US P&C turned a corner in record Q1; watch for growth spurts: Swiss Re
Swiss Re is changing its tune on the US P&C industry following what it called the industry's best first quarter set of earnings in 15 years, but stopped short of increasing its outlook save to admit “risks to the upside.”
“After consistently weak sector results for near two years, the dog days are over,” analysts at the Swiss Re Institute wrote in their quarterly review of the US P&C market.
Q1 2024 brought a further improvement of the combined ratio to 94.4%, rendering the second quarter of technical profits after an extended period of dog days and the best Q1 underwriting results in 15 years, analysts noted.
But forecasts are unmoved: Swiss Re still expects a combined ratio of 98.5% for both 2024 and 2025, flat to the prior stirring of the tea leaves.
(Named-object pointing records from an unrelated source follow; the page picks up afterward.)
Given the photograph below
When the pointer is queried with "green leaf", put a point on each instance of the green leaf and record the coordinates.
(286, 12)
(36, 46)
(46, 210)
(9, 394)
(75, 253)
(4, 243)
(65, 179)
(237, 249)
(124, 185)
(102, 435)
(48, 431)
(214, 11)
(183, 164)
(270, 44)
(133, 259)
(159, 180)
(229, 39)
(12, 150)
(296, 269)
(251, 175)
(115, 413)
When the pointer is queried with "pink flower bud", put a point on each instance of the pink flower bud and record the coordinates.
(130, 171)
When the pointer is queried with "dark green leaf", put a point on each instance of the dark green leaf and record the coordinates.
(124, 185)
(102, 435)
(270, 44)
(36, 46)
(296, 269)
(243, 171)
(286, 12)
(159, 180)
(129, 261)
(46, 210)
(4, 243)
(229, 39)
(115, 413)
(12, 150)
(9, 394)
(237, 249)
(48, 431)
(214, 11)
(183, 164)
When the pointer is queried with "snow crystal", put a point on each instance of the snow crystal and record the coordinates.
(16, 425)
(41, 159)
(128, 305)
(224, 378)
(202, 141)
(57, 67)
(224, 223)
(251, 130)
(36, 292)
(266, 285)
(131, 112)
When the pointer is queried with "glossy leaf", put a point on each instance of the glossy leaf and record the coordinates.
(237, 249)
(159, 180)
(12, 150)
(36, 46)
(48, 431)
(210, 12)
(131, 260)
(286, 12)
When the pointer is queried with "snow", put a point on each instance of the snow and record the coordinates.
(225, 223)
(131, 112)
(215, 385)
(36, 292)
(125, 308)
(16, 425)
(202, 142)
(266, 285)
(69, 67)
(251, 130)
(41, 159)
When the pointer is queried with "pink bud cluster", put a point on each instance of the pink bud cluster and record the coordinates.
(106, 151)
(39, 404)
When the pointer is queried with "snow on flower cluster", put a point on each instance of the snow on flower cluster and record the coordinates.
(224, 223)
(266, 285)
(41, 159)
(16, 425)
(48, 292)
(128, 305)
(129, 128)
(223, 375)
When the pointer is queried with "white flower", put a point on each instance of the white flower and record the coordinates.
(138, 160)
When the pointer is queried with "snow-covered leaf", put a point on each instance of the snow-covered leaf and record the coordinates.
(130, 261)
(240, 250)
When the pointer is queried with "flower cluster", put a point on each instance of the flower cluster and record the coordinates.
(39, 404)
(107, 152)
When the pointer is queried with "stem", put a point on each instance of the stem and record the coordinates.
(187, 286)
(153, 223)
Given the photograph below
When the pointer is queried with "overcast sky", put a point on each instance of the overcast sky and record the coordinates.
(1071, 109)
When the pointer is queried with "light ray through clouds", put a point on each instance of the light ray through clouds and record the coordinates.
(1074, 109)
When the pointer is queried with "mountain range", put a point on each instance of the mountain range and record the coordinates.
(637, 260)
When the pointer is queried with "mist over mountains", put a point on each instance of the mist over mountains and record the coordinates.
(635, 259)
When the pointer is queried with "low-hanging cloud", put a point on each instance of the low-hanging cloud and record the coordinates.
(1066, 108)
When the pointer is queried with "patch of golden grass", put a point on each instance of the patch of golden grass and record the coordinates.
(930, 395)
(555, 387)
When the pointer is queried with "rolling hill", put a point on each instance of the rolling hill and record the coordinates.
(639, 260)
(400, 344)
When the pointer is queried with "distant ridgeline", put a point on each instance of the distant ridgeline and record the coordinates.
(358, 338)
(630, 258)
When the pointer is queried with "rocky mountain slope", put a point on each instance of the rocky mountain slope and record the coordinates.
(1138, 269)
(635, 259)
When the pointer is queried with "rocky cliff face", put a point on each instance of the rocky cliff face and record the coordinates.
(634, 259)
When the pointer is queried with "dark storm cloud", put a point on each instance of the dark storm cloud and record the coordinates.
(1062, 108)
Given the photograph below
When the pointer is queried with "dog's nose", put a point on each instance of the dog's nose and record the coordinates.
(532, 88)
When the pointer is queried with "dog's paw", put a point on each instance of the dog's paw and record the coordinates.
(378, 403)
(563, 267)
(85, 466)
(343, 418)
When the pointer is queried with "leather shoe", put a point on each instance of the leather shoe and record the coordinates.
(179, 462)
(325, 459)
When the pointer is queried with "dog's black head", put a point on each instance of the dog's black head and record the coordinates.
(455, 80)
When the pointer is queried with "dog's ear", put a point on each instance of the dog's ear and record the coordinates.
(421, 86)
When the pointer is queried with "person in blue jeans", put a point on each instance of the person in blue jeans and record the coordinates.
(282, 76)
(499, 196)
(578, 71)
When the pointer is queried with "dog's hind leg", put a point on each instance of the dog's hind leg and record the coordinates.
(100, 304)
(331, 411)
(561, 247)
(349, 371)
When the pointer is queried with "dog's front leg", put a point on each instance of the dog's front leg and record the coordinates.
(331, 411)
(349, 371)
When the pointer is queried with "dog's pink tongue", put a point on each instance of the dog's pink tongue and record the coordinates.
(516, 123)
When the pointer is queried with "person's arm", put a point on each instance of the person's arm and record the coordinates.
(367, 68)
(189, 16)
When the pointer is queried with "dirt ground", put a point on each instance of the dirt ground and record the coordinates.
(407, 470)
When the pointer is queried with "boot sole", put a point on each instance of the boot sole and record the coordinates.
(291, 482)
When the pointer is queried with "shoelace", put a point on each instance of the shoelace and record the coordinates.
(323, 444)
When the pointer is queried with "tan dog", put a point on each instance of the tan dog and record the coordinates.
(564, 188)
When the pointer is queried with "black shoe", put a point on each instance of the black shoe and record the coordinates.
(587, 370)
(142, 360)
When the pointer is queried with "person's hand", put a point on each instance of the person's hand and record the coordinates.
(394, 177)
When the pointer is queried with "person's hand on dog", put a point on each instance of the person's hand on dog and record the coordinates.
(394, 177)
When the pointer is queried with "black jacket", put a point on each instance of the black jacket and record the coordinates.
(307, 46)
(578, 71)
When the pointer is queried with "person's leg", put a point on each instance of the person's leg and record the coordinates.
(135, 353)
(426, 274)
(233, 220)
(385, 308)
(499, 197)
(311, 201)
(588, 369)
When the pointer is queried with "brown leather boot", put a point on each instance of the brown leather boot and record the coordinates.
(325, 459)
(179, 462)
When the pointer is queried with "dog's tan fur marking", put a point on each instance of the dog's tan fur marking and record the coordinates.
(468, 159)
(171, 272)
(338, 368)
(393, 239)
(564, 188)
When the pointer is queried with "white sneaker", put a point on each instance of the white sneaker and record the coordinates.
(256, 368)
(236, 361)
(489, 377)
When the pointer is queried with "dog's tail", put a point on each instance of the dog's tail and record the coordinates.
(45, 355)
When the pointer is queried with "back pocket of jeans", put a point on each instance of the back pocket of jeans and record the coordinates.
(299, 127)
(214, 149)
Premium growth forecasts of 8% in 2024 and 5% in 2025 are also both flat to the prior forecast.
“We are still in the early stages of what is forecast to be an active Atlantic hurricane season,” analysts said of their hold on margin outlook following a first quarter boosted by low cat activity. The early view to Q2 already suggests an above-average hit, they added.
Growth is where Swiss Re sees the upside risks to its own forecasts following a spike to 10% growth in Q1 2024.
Personal lines could be the driver, especially as “personal auto rushes back to competition.” Ad spend for personal auto more than doubled from Q4 2023 to Q1 2024 and was still rising heading into what should be a slow season, analysts wrote.
Commercial lines, in turn, are slowing, with property lines seeing a notable deceleration in Q1 2024, analysts noted.
Towards the bottom line, Swiss Re Institute continues to forecast a return on equity at 9.5% in 2024 and 10% in 2025, supported also by rising investment yields.